Ross looked at her as if he were waiting for his friend to say something else.

“Or feel it?” she said.

“God is not notional to me,” he said. “He is somewhere between knowing and feeling. I’m not a theologian. Thoughts about God aren’t really my department, or at least not many thoughts. Not many words That could be dangerous. You could think your words are the Word, and then take yourself seriously and worship the bullshit you’ve made.”

“Even if it’s beautiful bullshit.”

“Especially if it’s beautiful bullshit. That’s why I like where we went. There was so little of the bullshit we make and all the starkness of God.”

“Can we go there again?” Anigel wondered.

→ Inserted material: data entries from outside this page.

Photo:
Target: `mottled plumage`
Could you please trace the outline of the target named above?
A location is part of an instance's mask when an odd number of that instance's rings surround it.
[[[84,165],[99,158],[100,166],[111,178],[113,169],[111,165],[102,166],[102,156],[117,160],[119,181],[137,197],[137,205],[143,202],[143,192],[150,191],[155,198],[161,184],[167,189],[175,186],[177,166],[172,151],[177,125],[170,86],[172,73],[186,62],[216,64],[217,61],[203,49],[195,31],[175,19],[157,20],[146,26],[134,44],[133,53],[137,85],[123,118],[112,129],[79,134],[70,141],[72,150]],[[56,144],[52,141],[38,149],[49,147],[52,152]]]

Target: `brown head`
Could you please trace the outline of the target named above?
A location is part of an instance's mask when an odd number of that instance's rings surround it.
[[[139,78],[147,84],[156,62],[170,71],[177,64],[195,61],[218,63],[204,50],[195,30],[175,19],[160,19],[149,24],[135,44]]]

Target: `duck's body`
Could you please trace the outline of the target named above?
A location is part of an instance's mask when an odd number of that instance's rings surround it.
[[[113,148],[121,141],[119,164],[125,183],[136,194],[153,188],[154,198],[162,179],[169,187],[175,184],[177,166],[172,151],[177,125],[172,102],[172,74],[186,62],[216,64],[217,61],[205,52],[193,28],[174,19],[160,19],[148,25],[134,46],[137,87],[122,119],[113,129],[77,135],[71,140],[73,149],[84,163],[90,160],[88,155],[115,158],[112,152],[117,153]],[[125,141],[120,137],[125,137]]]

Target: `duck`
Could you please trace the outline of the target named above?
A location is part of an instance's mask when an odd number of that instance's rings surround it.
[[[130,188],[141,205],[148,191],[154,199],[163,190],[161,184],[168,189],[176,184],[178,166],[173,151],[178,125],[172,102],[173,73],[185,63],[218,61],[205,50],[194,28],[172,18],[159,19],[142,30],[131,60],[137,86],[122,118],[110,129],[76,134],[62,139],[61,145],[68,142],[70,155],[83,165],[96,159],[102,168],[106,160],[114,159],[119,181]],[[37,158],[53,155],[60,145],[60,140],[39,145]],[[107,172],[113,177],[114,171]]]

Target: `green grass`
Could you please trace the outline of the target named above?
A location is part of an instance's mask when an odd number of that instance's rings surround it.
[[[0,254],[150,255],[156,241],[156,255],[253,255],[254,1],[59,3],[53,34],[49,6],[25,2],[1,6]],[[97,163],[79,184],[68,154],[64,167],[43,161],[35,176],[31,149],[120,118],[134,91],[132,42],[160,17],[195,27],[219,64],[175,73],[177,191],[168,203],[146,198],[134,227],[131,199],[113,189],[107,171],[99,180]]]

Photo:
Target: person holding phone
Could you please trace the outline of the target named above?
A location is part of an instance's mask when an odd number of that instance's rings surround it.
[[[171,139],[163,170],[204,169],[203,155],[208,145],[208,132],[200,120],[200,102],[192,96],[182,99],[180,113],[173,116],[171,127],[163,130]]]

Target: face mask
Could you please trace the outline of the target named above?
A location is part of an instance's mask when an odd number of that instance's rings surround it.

“We can go many places,” Ross said.

 

Right now, where they were going was Geschichte Falls, and he was fine with that. They were going to celebrate Christmas, and he was alright with that. Ross Allan didn’t love it. It always disappointed, and then the year that his mother had died nine days before it, Christmas could not be more disappointing, and so, for the most part he had tried to get through it rather than celebrate.

Religion was a help, not a hindrance. If his mother had died at a less religious time, when it was all about family and togetherness, Ross Allen is not sure what he would have done, but she died in a time when you could immerse yourself in religion, so now he went to monasteries and convents. He went to Mass and kept silent. He had learned that in those convents and monasteries, beneath the robes and rosaries, was an equal loneliness, a similar revulsion for the frivolity so many people associated with the holiday.